Single-Cell Intelligence Agent -- Learning Guide: Foundations¶

Version: 1.0.0 Date: 2026-03-22 Author: Adam Jones

1. Why Single-Cell Analysis Matters¶

1.1 The Bulk Averaging Problem¶

Traditional gene expression analysis (microarrays, bulk RNA-seq) measures the average expression of 20,000+ genes across millions of cells in a tissue sample. This averaging obscures critical biological information:

A tissue containing 50% Type A cells (gene X ON) and 50% Type B cells (gene X OFF) reports gene X at moderate expression -- indistinguishable from a tissue where all cells express gene X at moderate levels
Rare cell populations (< 5% of total) are invisible in bulk measurements
Cell state transitions (e.g., T cell activation to exhaustion) appear as continuous gradients rather than discrete states

1.2 What Single-Cell Sequencing Reveals¶

Single-cell RNA sequencing (scRNA-seq) profiles each cell individually, enabling:

Cell type identification: Distinguish 20-50 distinct cell types within a single biopsy
State characterization: Identify activated, resting, exhausted, or cycling states within the same cell type
Trajectory inference: Map developmental and activation pathways
Rare cell detection: Find populations as rare as 0.1% of total cells
Heterogeneity quantification: Measure the diversity within a tumor or tissue

1.3 Clinical Impact¶

Application	Bulk Resolution	Single-Cell Resolution
Immunotherapy selection	PD-L1 TPS (binary: positive/negative)	TME classification (4 phenotypes with treatment recs)
Drug resistance	"Tumor resistant"	"5% subclone with KRAS G12C drives resistance"
Cell therapy targets	"CD19 expressed on tumor"	"CD19 on 85% of tumor, 1.8 TPM in bone marrow"
Biomarker discovery	Tissue-level markers	Cell-type-specific markers with higher specificity
Treatment monitoring	"Disease progression"	"Resistant clone expanding from 2% to 15% over 4 weeks"

2. Single-Cell Technologies¶

2.1 Droplet-Based (10x Genomics Chromium)¶

How it works: Individual cells are encapsulated in oil droplets with barcoded gel beads. Each cell's mRNA is tagged with a unique cell barcode and unique molecular identifier (UMI), then pooled and sequenced.

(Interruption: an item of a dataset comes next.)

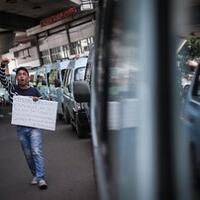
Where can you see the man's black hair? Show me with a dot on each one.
(22, 68)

Characteristics: - Throughput: 500 - 10,000 cells per run - Genes detected: 2,000 - 5,000 per cell - Cost: $1-3 per cell - Strengths: High throughput, standardized protocols - Limitations: 3' bias, droplet doublets (2-5%)

Use cases: Immune profiling, tumor characterization, atlas building

2.2 Plate-Based (Smart-seq2/Smart-seq3)¶

How it works: Individual cells are sorted into 96- or 384-well plates using FACS. Full-length cDNA is generated from each cell and sequenced independently.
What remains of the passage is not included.